Que pouvait-on tenter contre elle?
Elle se savait indispensable.
En effet, qu’on la fît disparaître ou qu’elle se retirât volontairement de la lutte, et tout croulait pour du Barry comme pour M. Jacques.
Elle pensait donc non sans raison qu’elle était à l’abri de toute violence parce qu’on avait trop besoin d’elle, et la mort, au surplus, ne l’effrayait pas, tant elle avait de douleur et de désespoir au fond du cœur.
Mais si elle supposait qu’on ne tenterait aucune violence à son égard, elle comprenait en revanche qu’elle allait essuyer un rude assaut et, sans doute, être durement réprimandée par le comte ou, ce qui l’effrayait davantage encore, par M. Jacques.

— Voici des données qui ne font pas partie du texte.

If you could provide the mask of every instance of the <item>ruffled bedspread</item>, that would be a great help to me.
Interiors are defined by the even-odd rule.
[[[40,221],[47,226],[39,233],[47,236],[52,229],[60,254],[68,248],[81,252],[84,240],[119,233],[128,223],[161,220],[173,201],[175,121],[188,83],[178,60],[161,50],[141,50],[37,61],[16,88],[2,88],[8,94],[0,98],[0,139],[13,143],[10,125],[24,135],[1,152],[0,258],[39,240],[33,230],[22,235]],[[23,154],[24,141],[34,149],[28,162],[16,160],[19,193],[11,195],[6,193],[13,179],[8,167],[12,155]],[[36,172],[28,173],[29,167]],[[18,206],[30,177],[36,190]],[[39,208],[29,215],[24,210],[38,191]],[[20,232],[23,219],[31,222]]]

Non pas qu’elle eût vis-à-vis de ce maître la même terreur, la même crainte superstitieuse qu’elle avait précédemment…
Mais elle ne se sentait pas assez sûre d’elle-même, elle ne se sentait pas suffisamment affermie dans ses résolutions.
Et, ayant appris à connaître la force de persuasion de ce terrible maître qui broyait une âme et façonnait une volonté à sa guise, elle craignait que par des moyens inconnus il n’arrivât à la persuader, à la faire renoncer à ses projets et à la ramener docile et obéissante dans la voie où il la voulait.